Designers (including principal designers) “must have the skills, knowledge and experience [and] organisational capability necessary to fulfil the role that they are appointed to undertake”.10 They are also under a duty to not accept an appointment unless they satisfy these conditions.11 As long as these criteria can be met by the person who in reality has control over the design being carried out at the particular point in time, we suggest that in most situations it should not be difficult to identify who is best placed to assume the role of principal designer.
- 1. “Managing health and safety in construction, Construction (Design and Management) Regulations 2015, Guidance on Regulations” L153 Published 2015, HSE Books.
- 2. See paragraph 75 of the HSE Guidance.
- 3. Regulation 5(1)(a), The Construction (Design and Management) Regulations 2015.

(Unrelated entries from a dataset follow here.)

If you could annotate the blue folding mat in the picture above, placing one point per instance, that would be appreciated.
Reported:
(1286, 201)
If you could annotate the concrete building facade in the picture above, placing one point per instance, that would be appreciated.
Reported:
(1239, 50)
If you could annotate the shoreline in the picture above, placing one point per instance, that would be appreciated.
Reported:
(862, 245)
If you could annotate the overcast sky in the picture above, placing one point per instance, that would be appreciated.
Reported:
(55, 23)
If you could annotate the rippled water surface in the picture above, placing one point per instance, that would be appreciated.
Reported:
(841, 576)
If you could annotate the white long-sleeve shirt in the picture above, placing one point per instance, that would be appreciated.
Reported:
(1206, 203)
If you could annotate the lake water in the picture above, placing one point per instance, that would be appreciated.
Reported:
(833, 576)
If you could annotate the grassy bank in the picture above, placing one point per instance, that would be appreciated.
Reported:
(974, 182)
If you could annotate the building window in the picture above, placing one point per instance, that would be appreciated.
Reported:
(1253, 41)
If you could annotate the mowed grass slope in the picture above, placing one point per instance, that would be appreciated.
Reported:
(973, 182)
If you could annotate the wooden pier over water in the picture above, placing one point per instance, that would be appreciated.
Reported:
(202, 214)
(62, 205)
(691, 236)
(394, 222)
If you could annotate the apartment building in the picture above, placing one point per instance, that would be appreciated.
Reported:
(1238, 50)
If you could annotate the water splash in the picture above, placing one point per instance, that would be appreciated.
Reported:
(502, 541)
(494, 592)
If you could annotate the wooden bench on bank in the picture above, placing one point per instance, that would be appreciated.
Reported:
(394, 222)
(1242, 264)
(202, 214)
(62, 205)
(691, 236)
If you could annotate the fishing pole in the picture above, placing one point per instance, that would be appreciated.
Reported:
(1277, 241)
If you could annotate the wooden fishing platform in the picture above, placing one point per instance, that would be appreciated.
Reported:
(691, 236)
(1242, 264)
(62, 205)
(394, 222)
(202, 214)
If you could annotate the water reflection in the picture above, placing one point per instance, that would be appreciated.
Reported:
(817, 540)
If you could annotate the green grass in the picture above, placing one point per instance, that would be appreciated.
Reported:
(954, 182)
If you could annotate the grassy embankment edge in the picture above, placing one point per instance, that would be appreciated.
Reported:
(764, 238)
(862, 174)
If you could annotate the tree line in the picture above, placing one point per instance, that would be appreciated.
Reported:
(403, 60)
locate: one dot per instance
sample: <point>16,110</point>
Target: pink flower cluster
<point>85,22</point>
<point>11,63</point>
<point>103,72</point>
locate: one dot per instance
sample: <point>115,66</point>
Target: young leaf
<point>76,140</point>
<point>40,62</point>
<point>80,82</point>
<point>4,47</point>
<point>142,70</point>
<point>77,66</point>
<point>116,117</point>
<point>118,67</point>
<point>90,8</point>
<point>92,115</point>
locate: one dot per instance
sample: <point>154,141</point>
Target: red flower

- 4. See paragraph 72 of the HSE Guidance.
- 5. Regulation 5(1)(a), The Construction (Design and Management) Regulations 2015.
- 6. Regulation 5(2), The Construction (Design and Management) Regulations 2015.
- 7. Regulation 2(1), The Construction (Design and Management) Regulations 2015.
- 8. Regulation 5(3), The Construction (Design and Management) Regulations 2015.
- 9. Regulation 12(8), The Construction (Design and Management) Regulations 2015.
- 10. Regulation 8(1), The Construction (Design and Management) Regulations 2015.
- 11. Regulation 8(2), The Construction (Design and Management) Regulations 2015.